「Beyond Health」2020年4月27日付の記事より

 神戸市が、新型コロナウイルス感染症(COVID-19、以下新型コロナ)対策として、スタートアップと組んだ施策を矢継ぎ早に打ち出した。

 まずは2020年4月20日、「Urban Innovation KOBE」×「新型コロナウイルス」と銘打ち、日本全国のスタートアップを対象に新型コロナ対策となり得るテクノロジーや提案を広く募集することを発表。発表日当日から募集を開始した。

 Urban Innovation KOBE(以下UIK)とは、スタートアップと神戸市の行政職員が一丸となって課題解決に取り組む官民連携のプロジェクトであり、2018年から本格運用が始まっていた。自治体が抱える社会課題をテーマとして提示し、スタートアップが解決に資するサービスを提供するもので、2018年上期には6件、同年下期には7件を採択した。そのうち9件が課題解決に結びつき、サービスの継続利用率は53%と一定の成果をあげている。今回打ち出した新型コロナ対策の募集は、このスキームを応用したものとなる。

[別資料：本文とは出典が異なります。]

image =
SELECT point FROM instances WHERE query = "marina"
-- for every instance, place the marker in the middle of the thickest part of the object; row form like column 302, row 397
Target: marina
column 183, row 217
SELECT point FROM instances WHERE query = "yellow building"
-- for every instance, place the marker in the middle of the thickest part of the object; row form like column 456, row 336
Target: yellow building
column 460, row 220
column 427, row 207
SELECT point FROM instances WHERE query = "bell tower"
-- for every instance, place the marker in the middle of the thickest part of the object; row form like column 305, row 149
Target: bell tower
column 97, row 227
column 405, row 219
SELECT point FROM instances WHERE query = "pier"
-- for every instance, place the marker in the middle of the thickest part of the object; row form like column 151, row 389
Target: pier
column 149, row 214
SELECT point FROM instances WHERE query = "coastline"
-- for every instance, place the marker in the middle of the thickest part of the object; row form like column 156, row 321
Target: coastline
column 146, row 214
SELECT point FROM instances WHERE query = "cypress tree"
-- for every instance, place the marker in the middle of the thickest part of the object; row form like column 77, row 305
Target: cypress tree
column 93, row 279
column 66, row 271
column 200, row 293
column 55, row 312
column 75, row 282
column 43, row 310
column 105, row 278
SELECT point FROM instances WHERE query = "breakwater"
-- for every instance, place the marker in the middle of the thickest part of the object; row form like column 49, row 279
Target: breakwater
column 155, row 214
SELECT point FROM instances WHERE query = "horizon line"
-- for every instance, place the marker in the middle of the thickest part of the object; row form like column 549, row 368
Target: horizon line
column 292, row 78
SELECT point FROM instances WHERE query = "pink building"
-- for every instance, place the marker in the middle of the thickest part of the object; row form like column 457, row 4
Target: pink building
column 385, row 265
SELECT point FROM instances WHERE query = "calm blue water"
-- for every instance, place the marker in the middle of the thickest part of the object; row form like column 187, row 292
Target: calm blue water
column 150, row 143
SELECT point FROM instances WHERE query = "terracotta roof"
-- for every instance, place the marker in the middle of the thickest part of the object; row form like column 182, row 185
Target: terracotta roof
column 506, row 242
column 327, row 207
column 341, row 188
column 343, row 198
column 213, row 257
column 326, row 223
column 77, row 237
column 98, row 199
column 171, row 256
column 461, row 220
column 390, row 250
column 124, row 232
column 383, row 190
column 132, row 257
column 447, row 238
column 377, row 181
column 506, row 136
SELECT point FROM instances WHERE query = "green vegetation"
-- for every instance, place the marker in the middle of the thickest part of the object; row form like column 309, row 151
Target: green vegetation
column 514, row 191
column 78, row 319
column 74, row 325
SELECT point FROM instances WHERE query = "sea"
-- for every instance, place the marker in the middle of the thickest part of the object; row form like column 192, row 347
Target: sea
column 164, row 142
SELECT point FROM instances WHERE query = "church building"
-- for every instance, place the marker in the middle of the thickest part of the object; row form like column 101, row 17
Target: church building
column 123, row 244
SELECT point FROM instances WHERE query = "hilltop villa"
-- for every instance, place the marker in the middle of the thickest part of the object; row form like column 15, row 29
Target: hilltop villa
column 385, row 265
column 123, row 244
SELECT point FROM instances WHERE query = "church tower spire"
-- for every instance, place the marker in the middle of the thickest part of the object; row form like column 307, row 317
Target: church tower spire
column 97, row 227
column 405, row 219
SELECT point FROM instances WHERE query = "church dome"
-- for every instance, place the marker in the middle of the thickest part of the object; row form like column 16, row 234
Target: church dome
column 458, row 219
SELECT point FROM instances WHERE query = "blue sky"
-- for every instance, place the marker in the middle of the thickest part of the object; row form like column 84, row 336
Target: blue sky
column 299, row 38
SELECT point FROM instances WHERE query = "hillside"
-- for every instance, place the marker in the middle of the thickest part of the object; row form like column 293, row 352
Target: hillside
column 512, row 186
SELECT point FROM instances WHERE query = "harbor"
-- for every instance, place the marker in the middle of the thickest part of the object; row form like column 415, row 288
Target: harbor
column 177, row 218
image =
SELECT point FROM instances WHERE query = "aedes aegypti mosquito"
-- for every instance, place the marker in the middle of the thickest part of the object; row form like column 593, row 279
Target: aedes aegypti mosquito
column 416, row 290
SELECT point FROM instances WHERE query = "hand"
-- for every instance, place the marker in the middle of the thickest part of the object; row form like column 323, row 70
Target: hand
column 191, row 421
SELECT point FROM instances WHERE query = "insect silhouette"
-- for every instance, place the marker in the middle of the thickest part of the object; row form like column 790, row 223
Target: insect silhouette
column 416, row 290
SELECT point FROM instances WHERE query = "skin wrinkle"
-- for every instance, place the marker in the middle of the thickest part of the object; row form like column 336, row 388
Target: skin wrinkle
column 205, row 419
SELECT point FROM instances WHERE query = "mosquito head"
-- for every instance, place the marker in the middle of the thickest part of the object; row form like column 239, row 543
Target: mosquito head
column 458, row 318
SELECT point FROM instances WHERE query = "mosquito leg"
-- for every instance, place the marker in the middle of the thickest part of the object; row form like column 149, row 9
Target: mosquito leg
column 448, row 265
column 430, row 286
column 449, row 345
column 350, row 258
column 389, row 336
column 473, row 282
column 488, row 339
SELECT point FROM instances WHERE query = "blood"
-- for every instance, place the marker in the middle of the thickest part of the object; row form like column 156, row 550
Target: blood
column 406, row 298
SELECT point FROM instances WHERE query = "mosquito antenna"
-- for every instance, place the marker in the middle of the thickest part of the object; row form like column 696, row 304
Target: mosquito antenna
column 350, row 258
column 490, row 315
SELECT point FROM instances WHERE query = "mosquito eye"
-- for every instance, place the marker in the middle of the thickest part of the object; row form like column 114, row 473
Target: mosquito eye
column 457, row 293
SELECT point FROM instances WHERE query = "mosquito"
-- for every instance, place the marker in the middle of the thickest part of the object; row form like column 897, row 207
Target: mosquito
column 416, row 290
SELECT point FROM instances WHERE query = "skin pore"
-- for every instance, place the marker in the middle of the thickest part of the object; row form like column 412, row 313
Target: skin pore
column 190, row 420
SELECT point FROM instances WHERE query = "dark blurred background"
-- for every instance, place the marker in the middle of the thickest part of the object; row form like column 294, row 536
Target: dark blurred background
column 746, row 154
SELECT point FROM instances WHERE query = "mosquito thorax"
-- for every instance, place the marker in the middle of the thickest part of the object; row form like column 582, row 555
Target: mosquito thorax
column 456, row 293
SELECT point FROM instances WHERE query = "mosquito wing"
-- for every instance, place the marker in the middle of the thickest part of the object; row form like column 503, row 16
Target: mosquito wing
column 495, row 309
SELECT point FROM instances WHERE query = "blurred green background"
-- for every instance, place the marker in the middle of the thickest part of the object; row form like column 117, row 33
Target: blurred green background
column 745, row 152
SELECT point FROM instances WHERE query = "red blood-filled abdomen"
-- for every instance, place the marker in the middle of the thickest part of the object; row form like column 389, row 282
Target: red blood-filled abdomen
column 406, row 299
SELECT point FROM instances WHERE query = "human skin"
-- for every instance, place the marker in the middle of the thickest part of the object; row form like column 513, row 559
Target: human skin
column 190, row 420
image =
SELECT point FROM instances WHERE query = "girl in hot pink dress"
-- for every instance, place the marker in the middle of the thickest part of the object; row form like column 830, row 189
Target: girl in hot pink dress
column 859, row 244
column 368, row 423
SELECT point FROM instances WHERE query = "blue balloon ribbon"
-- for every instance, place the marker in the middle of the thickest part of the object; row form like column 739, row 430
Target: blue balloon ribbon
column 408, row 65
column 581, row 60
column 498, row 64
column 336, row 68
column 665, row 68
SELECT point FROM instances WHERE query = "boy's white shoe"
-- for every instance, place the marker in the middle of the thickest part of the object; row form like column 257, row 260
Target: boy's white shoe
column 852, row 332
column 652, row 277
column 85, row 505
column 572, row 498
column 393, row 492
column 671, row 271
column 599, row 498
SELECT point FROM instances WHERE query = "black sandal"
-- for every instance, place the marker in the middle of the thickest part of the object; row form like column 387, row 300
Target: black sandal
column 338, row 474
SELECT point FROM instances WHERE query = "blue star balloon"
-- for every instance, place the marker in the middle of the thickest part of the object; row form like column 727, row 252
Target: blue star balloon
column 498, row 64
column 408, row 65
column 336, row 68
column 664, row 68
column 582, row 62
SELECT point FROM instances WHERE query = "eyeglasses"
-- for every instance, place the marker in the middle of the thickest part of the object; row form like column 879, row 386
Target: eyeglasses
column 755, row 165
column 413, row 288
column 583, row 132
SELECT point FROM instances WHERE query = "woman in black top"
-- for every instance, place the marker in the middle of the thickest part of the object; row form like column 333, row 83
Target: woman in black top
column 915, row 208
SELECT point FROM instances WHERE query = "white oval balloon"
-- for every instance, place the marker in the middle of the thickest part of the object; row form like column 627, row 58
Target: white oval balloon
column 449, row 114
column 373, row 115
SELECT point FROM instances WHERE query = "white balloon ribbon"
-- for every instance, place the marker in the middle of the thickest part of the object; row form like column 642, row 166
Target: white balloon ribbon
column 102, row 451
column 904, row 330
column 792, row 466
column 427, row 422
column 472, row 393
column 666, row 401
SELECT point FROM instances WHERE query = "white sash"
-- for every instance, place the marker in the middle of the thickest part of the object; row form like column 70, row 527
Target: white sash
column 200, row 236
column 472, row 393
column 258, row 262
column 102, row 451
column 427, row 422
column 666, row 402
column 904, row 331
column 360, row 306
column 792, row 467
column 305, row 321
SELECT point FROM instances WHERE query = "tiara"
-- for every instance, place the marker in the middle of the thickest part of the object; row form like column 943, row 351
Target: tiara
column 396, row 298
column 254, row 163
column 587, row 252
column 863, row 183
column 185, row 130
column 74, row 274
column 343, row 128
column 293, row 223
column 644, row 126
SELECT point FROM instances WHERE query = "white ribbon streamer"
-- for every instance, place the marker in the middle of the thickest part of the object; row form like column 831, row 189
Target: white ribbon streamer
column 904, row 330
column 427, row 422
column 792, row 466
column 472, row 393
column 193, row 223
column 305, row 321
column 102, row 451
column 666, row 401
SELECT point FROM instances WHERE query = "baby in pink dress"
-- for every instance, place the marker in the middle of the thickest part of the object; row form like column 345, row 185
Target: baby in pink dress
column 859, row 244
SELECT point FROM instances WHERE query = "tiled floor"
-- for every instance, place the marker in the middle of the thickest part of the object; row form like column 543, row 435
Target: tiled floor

 これまでのUIKは行政が課題を提示してスタートアップを募る方式を主としていたが、緊急性を鑑みて今回はスタートアップからの提案を吸い上げる形とした。すべてをオンライン審査とし、2営業日以内に審査が完了。実験に協力する部署との調整はおよそ1週間以内、実装については最短で即日。およそ自治体とは思えないスピード感で進めるという。

「Urban Innovation KOBE」×「新型コロナウイルス」の募集ページ(出所:神戸市)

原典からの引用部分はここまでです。